Historic Newfoundland and Labrador witnessed generations of fisher families toiling on the brink of bankruptcy, neglect, abuse, disease, sickness, starvation and early death. Generations of families lived in servitude to mercantile ledger books, a mercantile dominated ‘truck’ or credit system.

The handouts of salt, flour, hooks, line, and yes, tobacco and a drop of rum, were all accounted for in fish and fur at the end of a season. A cashless economy of servitude while the St. John’s establishment, the fishocracy, backed by appointed British governors and the established churches, basked in their colonial glory. Stories loom in the lore of the dust from the inequality of the division of assets from Newfoundland’s 1894 bank crash. Fishermen received 20 cents on the dollar while the Water Street fishocracy took a lion’s share at 80 cents.

I often wonder why Great-Granddad toted the little suitcase on those few and far between cruises around the bay, or wonder about the circumstances behind the great fire of 1896, bringing a boom of insurance money into the island’s desperate economy, creating work for thousands during the dismal end to the 19th century.

Stories loom of the difficult economic and social times, stories of death and tragedy resulting from ships lost at sea or the many that suffered and died in the infamous quest for seals along the northeast coast and southern Labrador. Widows were left to raise children in the direst of circumstances. These difficult times are well documented, and later in the 1850s when many politicians put forth a dream of building a railway to open the interior, a dream that came with it a new reality as the railway was beyond what the struggling nation could afford. These debates now echo in the halls of this magnificent historic icon. The Colonial Building has so much history.

Stories also tell of the elevation of Newfoundland and Labrador to nationhood when then Governor Walter Edward Davidson called upon what was described as the best small boats men in the world to join the British Navy in the struggle to contain the German Huns. Not to be out done, Newfoundland stepped up not only with young men for the navy, they sent a regiment of soldiers with their own distinct identity known as the Blue Puttees, a reference to the blue cloth wrapped between the upper boots and the traditional coloured British supplied uniform. During this war a generation of its finest youth were sacrificed on European battlefields for a free world. It was not only the sad and heroic loss of Newfoundland and Labrador youth but along with the cost of supporting a railway system, the financial debt of the war pushed the economy to the brink of bankruptcy.

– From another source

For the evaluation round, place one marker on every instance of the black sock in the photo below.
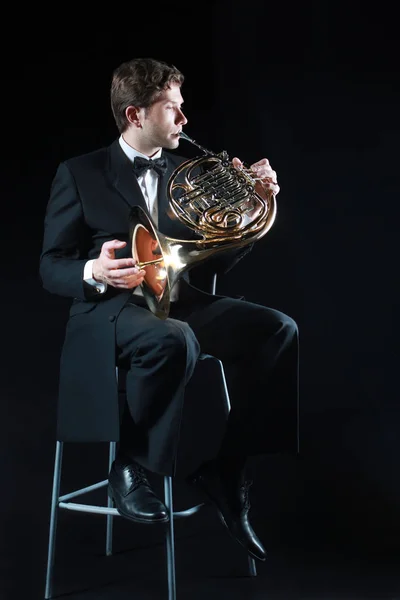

Those were also the days in the Colonial Building when Sir William Ford Coaker, founder and leader of the Fishermen’s Protective Union, led many debates on the future of the fishery, with new voices standing for the first time in debate representing the interest of fisher folk along the northeast coast.

Stories exist of the struggles in the early 1930s when nearly two thirds of all households teetered on government ‘dole’ coming and a former aging prime minister digging into his personal finances to pay the interest on loans that came due to stave off bankruptcy. These tumultuous days came to a head in the riots of 1932 as windows and the doors of the Colonial Building were crashed by protesters seeking justice.

Stories loom of the subsequent public hearings in the late 1940s in the same Colonial Building that resulted in public referendums to determine the fate of a nation.

As I write it is May 2022. It is a late, Thursday afternoon with a government news release on the eve of another colonial era legacy in what used to be known as the Victoria Day Weekend, synonymous with the Queen Victoria’s reign on the throne for nearly the entire 19th century. A provincial press release from the provincial minister responsible for tourism, culture, arts, and recreation indicating that there will be public consultations on the future of the name, Colonial Building, as a step forward recognizing that the name itself may be symbolic of a dark era of injustice towards Indigenous peoples across this great nation.

John Spencer is a former educator and has previously served as mayor of Channel-Port aux Basques.